Les Monturòs, riches producteurs de Cava, doivent décider du futur de leur entreprise mais la découverte d’un corps, au sein de la demeure familiale, pourrait bien tout remettre en cause.
Polar à l’espagnol
Un héritage familial compliqué
Après avoir mis en images les vacances de la famille Faldérault dans De beaux étés et raconté une belle romance dans Malgré Tout, Jordi Lafebre s’attaque à un tout autre genre : le polar.
Si ce choix peut paraître étonnant, tant ses oeuvres précédentes transpirent la générosité et la bonté d’âme, l’approche de l’auteur espagnol est au final assez pertinente.
En effet, il a su garder sa touche humaniste tout en s’appropriant avec brio les codes du genre.
Car oui, Je suis leur silence de Jordi Lafebre est un pur polar.
Et rien de mieux que la cellule familiale pour mettre en scène ce crime crapuleux.
Mais les Monturòs ne sont pas n’importe quelle famille.
Productrice de Cava depuis plusieurs générations, l’industrie familiale se porte à merveille malgré une réputation d’autoritarisme et d’agressivité reconnue par les membres eux-mêmes.
Franscesc, le frère cadet, en est le parfait exemple.
Image typique du mâle alpha, il attire vers lui les attentions et n’accepte aucun refus.
Macho, arrogant, il est certain que le testament lui donnera enfin ce qu’il croit mériter.
On retrouve cette brutalité en plus primaire chez Joan, le frère ainé.
En véritable prédateur, il prend ce qu’il exige avec l’accord ou non de la personne concernée.
Josep, le troisième frère, pourrait paraître plus sympathique s’il n’était pas si pathétique.
Dans cet environnement toxique, les femmes ont peu de place.
La matriarche est mise de côté en attendant le testament et on ne demande que peu l’avis des deux soeurs qui préfèrent d’ailleurs être éloignées le plus loin possible des embrouilles de leurs frères.
Dans ce contexte, on est peu surpris que la mort surgisse, même si l’affaire est loin d’être aussi simple.
De tout cela , Jordi Lafebre va tirer un polar psychologique haletant qui ménage ses effets et propose une résolution plutôt inattendue mais qui correspond parfaitement au propos du livre.

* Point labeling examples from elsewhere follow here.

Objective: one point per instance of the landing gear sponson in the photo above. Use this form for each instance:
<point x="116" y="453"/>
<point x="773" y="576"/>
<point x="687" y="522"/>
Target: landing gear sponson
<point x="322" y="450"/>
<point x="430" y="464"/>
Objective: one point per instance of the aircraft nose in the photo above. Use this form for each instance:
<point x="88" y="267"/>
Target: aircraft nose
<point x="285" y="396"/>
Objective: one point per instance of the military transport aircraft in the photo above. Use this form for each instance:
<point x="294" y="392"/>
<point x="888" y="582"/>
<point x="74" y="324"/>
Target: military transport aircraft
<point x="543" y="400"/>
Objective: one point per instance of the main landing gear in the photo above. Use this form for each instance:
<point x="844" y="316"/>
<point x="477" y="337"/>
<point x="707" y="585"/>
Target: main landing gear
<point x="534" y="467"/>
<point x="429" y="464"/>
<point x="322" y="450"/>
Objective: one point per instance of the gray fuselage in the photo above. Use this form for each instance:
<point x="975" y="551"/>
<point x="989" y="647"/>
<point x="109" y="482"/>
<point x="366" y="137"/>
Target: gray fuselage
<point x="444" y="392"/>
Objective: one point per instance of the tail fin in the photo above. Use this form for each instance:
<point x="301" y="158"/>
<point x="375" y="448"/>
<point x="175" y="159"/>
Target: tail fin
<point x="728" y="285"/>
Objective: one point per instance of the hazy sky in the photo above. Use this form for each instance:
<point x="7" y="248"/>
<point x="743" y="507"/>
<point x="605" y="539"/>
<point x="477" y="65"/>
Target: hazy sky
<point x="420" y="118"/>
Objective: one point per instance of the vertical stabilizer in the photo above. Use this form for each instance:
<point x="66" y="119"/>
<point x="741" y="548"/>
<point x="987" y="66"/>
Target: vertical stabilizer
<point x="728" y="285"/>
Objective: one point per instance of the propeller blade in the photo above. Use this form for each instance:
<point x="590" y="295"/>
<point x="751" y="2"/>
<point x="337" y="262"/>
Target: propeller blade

Coup fourré, petite trahison, magouille financière et traumatisme du passé se mélangent tout en donnant lieu à des dialogues savoureux qui opposent la vision rétrograde d’une riche famille à celle d’une jeune femme libre et moderne : Eva.
Une enquêtrice atypique
L’une des grandes réussites de Jordi Lafebre sur Je suis leur silence, tient en un seul nom : Eva.
Jeune psychiatre en sursis, rien ne fait d’elle une enquêtrice hors pairs.
Certes, elle a un don : celui de connaître les gens, rien qu’en les regardant.
Et dans son métier, c’est un atout majeur.
Dans celui de détective aussi.
À l’image d’une Miss Marple, en plus jeune et sexy, Jordi Lafebre reprend avec brio l’idée de l’enquêtrice qui se mêle de ce qui ne la regarde pas avec une certain acharnement qui épate autant qu’il agace.
Eva est une femme moderne.
Sans attache, elle croque la vie à pleines dents, sans se poser la moindre question.
C’est l’antithèse des mâles de la famille Monturòs et la rencontre, notamment avec Franscesc, va faire des étincelles.
Elle est tout ce qu’il déteste (tout en la désirant).
Intelligente, drôle avec une répartie cinglante, elle est le symbole du féminisme qu’il exècre mais, contrairement aux autres femmes qu’il côtoie, Eva n’a pas l’intention de se taire.
Avec son physique longiligne et sa coupe en brosse légèrement négligée, elle ne laisse personne indifférent.
Et elle ne vous laissera pas indiffèrent non plus.
« Je suis en train de tomber amoureux »
— discussion de bar à propos d’Eva
« Et tu n’es pas le premier, crois-moi! »
Cependant Jordi Lafebre, en tant que fin expert, sait qu’un grand détective est un personnage avec des failles.
Sherlock Holmes en a, Ethan Reckless aussi, Eva ne pouvait pas y échapper.
Et dès les premières pages de Je suis leur silence, Jordi Lafebre expose les problèmes de la jeune femme.
Elle souffre d’hallucinations : 3 femmes l’accompagnent constamment en commentant la moindre de ses décisions.
Bien sûr, l’identité de ces dernières n’est pas due au hasard et reflète, pour elle aussi, une histoire familiale.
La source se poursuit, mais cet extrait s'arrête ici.